Why Leanstral Runs on Lean 4 and Not Coq

Lean 4 has become the platform of record for AI-assisted formal proof. Not Coq, which has the longer history and larger academic install base. Not Isabelle, which has the Archive of Formal Proofs and deep roots in European verification research. Not Agda or F* or Dafny. When DeepMind built AlphaProof, they built it on Lean 4. When DeepSeek released DeepSeek-Prover-V2, it targeted Lean 4. When Mistral built Leanstral, they built it on Lean 4.

The convergence is not accidental and is not explained by Lean 4 being the most powerful or most expressive theorem prover. It is explained by three specific design decisions that happen to be exactly what AI agents need.

Why Lean 4 Won the Platform Race

The first decision is language unification. In Lean 4, tactics are ordinary Lean programs. The tactic type is TacticM Unit, a monadic computation in Lean’s do-notation, using the same typeclass dispatch and pattern matching as the rest of the language. A model fine-tuned on Lean 4 code learns the proof language as part of learning the host language; there is no separate tactic metalanguage to acquire. In Coq, the Ltac tactic language is syntactically and semantically distinct from Gallina, the term language. Writing Coq proofs requires fluency in two separate systems. Isabelle’s situation is similar. Lean 4 erased that gap in its 2021 redesign by Leonardo de Moura and Sebastian Ullrich, and the decision has downstream consequences for everything built on top of it.

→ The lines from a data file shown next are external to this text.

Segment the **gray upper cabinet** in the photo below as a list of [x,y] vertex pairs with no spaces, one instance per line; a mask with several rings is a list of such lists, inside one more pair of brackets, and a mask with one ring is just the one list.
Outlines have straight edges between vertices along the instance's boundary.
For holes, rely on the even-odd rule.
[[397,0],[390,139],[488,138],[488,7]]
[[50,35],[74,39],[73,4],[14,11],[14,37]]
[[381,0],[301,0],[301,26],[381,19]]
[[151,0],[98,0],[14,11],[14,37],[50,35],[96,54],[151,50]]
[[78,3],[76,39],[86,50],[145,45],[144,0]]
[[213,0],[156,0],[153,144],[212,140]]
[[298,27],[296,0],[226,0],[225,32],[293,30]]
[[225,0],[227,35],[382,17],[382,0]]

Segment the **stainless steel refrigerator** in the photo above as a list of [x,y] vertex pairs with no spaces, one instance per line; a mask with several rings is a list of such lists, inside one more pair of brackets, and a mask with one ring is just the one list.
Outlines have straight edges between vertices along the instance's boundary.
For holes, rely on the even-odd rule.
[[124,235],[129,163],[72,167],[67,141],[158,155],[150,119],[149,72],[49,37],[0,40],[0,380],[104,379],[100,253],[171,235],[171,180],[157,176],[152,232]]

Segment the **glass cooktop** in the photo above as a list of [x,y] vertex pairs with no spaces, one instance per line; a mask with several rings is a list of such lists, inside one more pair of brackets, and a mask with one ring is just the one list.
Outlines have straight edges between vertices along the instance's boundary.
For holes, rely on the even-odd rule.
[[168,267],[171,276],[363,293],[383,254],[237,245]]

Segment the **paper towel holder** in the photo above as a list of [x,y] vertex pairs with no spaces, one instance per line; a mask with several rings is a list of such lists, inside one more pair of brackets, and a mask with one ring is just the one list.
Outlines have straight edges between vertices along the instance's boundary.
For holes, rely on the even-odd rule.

The second decision is the Language Server Protocol implementation. After each tactic in Lean 4, the LSP returns structured data: the current hypothesis context, the remaining goal state, and any error messages, delivered as JSON over a stable protocol. An agent that wants to know what changed after applying simp [Nat.add_comm] reads a JSON object, not terminal output. Isabelle and Coq have REPL interfaces that historically required output parsing; Lean 4 was designed from the start to be machine-readable. That is not a minor implementation convenience. It eliminates an entire class of fragile string-matching code that would otherwise sit between the model and the kernel.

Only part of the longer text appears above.